We’re a hosting company.  WSUS has an automatic approval policy for the Testing group.  The machines in that group are VM’s on my Hyper-V lab server.  They patch in the late morning/early afternoon (around lunch) so we can see how they reacted.

Ideally that group would contain samples of the various bits of hardware you have on the network to include drivers in the mix.  I was lucky enough to be able to do that with one employed in the past – but we did push out updates in less than a week from release.  However, I need to be cost conscious and that is not an option now.

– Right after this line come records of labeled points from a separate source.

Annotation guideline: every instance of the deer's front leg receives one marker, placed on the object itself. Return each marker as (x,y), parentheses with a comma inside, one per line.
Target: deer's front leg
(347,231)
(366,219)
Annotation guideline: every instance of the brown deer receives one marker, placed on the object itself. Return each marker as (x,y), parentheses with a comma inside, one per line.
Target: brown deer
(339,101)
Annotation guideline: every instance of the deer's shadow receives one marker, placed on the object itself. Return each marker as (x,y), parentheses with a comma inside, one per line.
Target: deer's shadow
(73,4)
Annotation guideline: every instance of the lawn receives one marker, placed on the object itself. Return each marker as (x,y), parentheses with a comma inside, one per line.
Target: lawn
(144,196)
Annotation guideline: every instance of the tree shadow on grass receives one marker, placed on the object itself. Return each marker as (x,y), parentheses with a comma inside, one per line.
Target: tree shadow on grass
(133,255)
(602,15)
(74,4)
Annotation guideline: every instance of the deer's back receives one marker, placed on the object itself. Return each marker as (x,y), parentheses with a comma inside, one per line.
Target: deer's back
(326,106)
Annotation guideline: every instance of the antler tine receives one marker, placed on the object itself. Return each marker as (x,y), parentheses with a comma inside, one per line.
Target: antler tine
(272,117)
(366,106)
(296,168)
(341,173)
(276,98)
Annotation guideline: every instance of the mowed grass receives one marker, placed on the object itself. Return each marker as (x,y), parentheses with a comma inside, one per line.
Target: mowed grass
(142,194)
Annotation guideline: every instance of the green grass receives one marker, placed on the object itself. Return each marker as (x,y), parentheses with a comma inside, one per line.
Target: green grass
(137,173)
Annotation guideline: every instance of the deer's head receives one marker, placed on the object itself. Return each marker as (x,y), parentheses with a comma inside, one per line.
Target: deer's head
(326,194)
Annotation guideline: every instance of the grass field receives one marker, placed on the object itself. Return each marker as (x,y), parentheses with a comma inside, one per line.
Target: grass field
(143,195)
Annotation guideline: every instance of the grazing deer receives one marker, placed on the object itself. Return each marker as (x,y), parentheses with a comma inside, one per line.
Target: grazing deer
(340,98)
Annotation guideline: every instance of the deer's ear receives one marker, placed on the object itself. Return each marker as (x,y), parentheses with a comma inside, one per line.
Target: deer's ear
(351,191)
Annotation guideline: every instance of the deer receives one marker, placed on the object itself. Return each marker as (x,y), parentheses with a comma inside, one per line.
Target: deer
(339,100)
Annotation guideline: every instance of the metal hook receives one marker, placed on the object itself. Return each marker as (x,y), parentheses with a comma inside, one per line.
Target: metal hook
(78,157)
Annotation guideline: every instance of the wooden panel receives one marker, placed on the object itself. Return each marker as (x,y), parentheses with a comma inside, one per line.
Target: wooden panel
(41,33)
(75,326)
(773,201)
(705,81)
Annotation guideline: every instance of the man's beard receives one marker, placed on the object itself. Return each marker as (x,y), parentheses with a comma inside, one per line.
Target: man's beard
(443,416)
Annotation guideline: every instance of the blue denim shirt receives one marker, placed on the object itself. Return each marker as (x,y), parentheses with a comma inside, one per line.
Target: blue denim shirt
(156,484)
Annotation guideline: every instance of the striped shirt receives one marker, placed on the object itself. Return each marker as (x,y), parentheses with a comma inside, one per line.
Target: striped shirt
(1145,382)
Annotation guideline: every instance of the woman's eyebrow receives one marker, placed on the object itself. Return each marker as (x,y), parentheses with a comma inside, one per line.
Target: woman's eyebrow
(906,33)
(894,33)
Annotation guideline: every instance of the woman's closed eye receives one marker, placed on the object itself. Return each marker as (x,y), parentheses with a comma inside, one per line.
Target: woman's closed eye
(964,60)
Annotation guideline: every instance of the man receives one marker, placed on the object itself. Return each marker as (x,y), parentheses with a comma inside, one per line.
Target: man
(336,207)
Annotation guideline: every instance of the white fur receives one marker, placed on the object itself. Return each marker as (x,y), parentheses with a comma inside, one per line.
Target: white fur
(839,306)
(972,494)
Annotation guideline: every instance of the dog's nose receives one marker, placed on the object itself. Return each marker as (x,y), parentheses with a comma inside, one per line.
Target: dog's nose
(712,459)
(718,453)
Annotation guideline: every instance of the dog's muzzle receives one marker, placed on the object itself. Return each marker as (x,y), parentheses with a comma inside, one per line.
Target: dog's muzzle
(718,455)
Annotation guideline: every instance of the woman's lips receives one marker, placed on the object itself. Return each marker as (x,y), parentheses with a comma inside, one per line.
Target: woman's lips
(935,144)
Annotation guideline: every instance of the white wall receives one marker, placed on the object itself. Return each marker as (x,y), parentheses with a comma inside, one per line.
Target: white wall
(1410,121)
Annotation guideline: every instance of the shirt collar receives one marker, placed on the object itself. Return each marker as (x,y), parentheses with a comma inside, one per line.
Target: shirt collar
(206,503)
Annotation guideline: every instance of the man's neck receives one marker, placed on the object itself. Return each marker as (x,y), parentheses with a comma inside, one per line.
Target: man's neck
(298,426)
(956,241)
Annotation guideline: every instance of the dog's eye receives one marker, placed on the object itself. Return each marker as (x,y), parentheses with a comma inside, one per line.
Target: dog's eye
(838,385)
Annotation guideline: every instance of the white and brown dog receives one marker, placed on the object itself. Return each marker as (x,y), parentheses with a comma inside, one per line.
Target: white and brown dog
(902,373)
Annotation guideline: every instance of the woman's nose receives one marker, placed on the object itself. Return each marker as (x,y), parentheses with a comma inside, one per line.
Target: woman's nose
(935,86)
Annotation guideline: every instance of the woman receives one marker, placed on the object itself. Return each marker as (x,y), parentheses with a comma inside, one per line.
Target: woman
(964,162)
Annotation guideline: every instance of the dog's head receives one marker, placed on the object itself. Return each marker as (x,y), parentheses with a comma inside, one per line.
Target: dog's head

When we’re happy we sit and watch the news.  If all is well, change control happens, and then we approve the updates for the management network.  Stealing a line from Microsoft, we eat our own dog food.  Over the 3 nights of the following weekend (Friday, Saturday, Sunday), machines are patched and reboot automatically.  Some services are clustered/replicated and we do them on different nights or time slots.  We have scheduled scripts on the OpsMgr RMS to put machines into maintenance mode.

Now we watch how that went and continue to watch the news wires.  If there’s no more problems then we approve the updates for the hosting customers after another change control process.  Patches then deploy according to their pre-agreed time windows.

The end result is that within 2-3 weeks all security updates are deployed.  You could compress this down to a week.  We are totally minimizing the risk of being stung by a “bad” update.  Like I said earlier, MS probably did test the update as far as is realistically possible.  There is always the chance that something bad happens.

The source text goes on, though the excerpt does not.